So, a couple of years ago, I had the biggest change I've ever had not change much.
By which I mean to say, I got married. (Which is different from what we were before where we lived together and shared everything because it just is, ok, shut up.)
My lovely wife, who I typically refer to as Lovely Wife - which in my way of thinking distinguishes her from all the random and semi-random females I know and is admirably descriptive - commemorated the occasion of our having gotten married by posting some rambling blather about it on Tumblr.
Which implies two things:
First, that Tumblr is a thing.
More on this in a minute.
Second, it means that I must, by way of keeping up, also issue forth some sort of rambling blather.

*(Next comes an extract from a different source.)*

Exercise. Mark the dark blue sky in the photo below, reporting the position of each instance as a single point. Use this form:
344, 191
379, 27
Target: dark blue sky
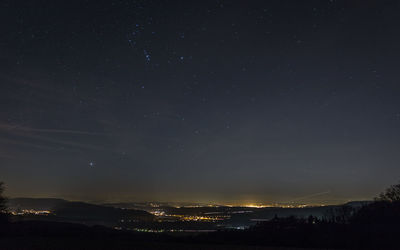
224, 101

So, Tumblr is a thing, and by "a thing," I mean to say that it apparently is a place where you can indulge your inner fan so long as you do so in an acceptable way - following one of the accepted fandoms, and doing so without accidentally violating one of the many, many "unwritten" rules of the community which will result in a deluge of threats, hatred, and namecalling from social justice warriors, most of whom are too young to know what half those words mean anyway.
I admit I am not sure why Lovely Wife likes this thing.
However, Lovely Wife finds a lot of things I'm not really into, and goes all googly-eyed over them, while I look on in bafflement.
I am given to understand that this is normal.
I have a far smaller slate of things which are baffling to her, which I am given to understand is also normal.
But here's the thing.
I have discovered over the course of a few years with Lovely Wife that watching her flip out over stuff is one of the most fun experiences I've ever had.
I am disappointed to report that Lovely Wife banned me from putting the picture I really wanted, here. I took a shot of her laughing so hard she was literally crying. I smile every time I see that picture. It's one of my favorite photos I've ever taken of her.
...She hates it, for reasons.
I'm not sure what they are, but they're there. (So, here's Lovely Wife with a tree, instead.)
See? Tree. |
Among the other things I have learned about Lovely Wife, I have learned that my ability to predict the outcome of her decision-making process is roughly as successful as my ability to predict political shenanigans, which is to say about 83%.
It should be noted that this does not imply, and should not be construed as, any particularly deep understanding of the decision-making process itself. For my money, Lovely Wife arrives at her decisions through a combination of sorcery, anxiety, and chocolate in proportions dependent on the length of time since she last watched Supernatural.
Lovely Wife indulging in an alternate but still Tumblr-approved fandom. |
But I can usually guess where she's going pretty well.
I'm glad that I can honestly say that most of the time, that's with me.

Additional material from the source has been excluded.